6. The laser confocal scanning microscope according to claim 1
wherein the means to modify the coherency in the sample scanning
beams comprises a small angle diffuser that is inserted into the
emitted laser light beam in order to reduce coherency effects of
the laser light at the output of said array of microlenses.
7. The laser confocal scanning microscope according to claim 6
wherein said small angle diffuser is rotatably mounted such that it
does not introduce stationary illumination shading patterns into
the image (sample) plane.
8. The laser confocal scanning microscope according to claim 1
wherein the means to modify the illumination intensity distribution
over the sample scanning beams comprises: a beam shaping optic,
such as for example a flat top optical condenser, that is inserted
into the emitted laser light beam path, or a matching Gaussian
neutral density filter that is inserted into the illuminating laser
light path, or a means for changing characteristics of said laser
beam expander that is provided to increase the beam expansion in
order to reduce the gaussian intensity shading at the cost of a
reduced light intensity.
9. The laser confocal scanning microscope according to claim 1
wherein the means to modify the confocality of the scanned image
(sample) comprises an additional plate containing multiple sets of
arrays of apertures smaller than the apertures in said array of
confocal apertures and positioned immediately adjacent and parallel
to the said array of confocal apertures; said additional platers
separated by a small air gap; and a control system that is adapted
to slide said additional aperture plate to select any one of the
sets of aperture arrays, thus controlling the degree of confocality
and throughput of the microscope.
10. The laser confocal scanning microscope according to claim 1
wherein said driving means for the first galvanometer mirror and/or
said intensity modulation means are an electronic control system
comprising hard wired logic, a digital signal processor, a
microprocessor, a computer or similar computational device.

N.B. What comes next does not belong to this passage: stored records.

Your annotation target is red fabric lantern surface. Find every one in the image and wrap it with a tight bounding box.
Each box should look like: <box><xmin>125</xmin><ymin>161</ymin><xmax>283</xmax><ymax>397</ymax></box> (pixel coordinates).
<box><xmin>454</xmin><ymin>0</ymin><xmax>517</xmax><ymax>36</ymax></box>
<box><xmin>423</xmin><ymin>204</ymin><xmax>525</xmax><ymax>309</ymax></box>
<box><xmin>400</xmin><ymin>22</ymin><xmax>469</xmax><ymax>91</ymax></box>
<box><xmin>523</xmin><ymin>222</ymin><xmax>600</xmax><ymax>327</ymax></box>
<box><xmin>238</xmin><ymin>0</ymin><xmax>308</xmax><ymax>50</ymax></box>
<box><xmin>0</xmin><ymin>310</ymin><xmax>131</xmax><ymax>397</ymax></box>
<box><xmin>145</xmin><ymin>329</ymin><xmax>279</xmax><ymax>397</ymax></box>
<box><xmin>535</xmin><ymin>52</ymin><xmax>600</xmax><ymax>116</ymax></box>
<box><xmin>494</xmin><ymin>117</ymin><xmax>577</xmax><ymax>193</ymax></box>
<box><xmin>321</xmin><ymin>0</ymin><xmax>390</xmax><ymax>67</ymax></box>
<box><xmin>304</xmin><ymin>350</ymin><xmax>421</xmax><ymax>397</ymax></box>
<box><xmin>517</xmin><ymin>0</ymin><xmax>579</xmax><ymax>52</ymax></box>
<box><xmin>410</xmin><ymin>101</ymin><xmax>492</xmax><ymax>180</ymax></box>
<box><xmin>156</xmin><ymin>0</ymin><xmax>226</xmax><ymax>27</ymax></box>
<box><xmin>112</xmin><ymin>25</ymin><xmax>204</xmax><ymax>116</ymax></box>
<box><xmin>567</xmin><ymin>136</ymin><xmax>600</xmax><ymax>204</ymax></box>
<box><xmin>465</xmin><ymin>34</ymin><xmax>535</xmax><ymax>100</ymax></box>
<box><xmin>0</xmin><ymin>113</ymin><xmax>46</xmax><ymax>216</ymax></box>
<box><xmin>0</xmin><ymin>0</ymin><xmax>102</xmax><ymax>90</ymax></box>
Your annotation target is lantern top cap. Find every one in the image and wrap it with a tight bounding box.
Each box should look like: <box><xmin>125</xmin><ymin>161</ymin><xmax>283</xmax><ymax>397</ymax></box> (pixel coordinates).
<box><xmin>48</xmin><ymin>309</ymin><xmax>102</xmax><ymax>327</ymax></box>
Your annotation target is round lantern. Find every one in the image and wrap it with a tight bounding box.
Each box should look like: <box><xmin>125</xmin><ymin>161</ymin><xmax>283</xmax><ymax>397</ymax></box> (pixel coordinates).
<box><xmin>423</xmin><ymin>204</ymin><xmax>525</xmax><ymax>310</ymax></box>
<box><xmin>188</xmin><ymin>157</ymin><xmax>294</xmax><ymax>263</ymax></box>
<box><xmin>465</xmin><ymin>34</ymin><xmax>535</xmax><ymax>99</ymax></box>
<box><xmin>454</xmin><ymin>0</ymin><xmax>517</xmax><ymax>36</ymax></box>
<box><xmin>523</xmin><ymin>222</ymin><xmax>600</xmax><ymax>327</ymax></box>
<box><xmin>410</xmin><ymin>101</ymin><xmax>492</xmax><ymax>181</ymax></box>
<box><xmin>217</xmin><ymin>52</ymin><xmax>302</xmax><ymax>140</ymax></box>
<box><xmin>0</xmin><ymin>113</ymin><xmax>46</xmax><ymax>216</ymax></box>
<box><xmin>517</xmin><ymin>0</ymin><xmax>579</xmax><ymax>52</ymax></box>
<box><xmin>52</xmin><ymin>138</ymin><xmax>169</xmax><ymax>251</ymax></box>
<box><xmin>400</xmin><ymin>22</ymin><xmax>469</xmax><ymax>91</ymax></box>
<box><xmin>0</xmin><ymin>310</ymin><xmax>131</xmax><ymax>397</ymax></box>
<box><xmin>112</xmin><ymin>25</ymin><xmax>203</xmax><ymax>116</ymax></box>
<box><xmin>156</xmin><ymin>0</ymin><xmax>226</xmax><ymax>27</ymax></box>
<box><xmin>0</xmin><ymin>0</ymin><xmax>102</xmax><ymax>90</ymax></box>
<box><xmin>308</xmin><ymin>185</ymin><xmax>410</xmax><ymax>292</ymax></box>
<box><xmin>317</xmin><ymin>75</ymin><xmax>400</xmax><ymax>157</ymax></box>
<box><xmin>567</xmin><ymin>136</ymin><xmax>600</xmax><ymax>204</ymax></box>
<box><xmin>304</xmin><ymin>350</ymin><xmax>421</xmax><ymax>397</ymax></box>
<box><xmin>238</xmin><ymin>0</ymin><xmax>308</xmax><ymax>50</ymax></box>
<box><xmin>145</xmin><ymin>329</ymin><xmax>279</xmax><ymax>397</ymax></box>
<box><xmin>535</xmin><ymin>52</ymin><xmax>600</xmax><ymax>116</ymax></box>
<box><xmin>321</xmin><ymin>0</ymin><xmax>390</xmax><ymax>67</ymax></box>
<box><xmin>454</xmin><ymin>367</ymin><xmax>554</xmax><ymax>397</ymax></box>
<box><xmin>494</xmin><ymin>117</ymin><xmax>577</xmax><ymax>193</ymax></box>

11. The laser confocal scanning microscope according to claim 1
wherein said laser light source includes a multi-line laser, a
tuneable laser, and/or an array of lasers emitting at various
wavelengths, and an optical configuration that provides collinear
laser beams.
12. The laser confocal scanning microscope according to claim 1
wherein the laser light beams from said laser light source are free
space coupled to the beam path or coupled by means of a rigid or
flexible optical light guide to the beam path.
13. The laser confocal scanning microscope according to claim 12
wherein the optical light guide is an optical fibre.
14. The laser confocal scanning microscope according to claim claim
1, wherein, the microscope is a 2-D array laser confocal scanning
microscope.
15. A method of increasing the intensity throughput of a laser
confocal scanning microscope and reducing the appearance of
`stripes` due to imperfections in a microlens array and/or confocal
aperture array thereof, comprising: increasing a number of repeat
patterns in the microlens and confocal aperture arrays that are
scanned over an image (sample) plane for each captured image, and
controlling an emitted laser beam intensity to maintain constant
integrated intensities in an image detector while the bidirectional
scanning system changes direction.
16. A method of reducing striping in the images captured by a laser
confocal scanning microscope, comprising: adding a second
galvanometer mirror such that a Gaussian intensity distribution of
an emitted laser light is de-scanned at an image (sample) plane,
and/or destroying coherency of an emitted laser light beam by
inserting a small angle diffuser, and/or flattening of a Gaussian
intensity profile of an emitted laser light beam.
17. A method of changing a degree of confocality in a laser
confocal scanning microscope, comprising: adding an array of
smaller confocal apertures on a sliding plate adjacent and parallel
to an confocal aperture array of the laser confocal scanning
microscope and spaced from it by a small air gap.
Description
[0001] The present invention relates to a laser confocal scanning
microscope and to methods of improving image quality in such
microscope.
DESCRIPTION OF THE PRIOR ART
[0002] Multi-beam confocal scanning systems have some advantages
over single point scanning confocal systems in that photo-bleaching
and photo-toxic effects are reduced and the rate at which images
are captured is increased due to the parallel scanning nature of
the multi-beam technologies such as spinning discs and 2-D
arrays.
[0003] The traditional spinning disc multi-beam confocal systems
have evolved in different forms requiring either broad band
illumination (filtered white light) or laser line illumination.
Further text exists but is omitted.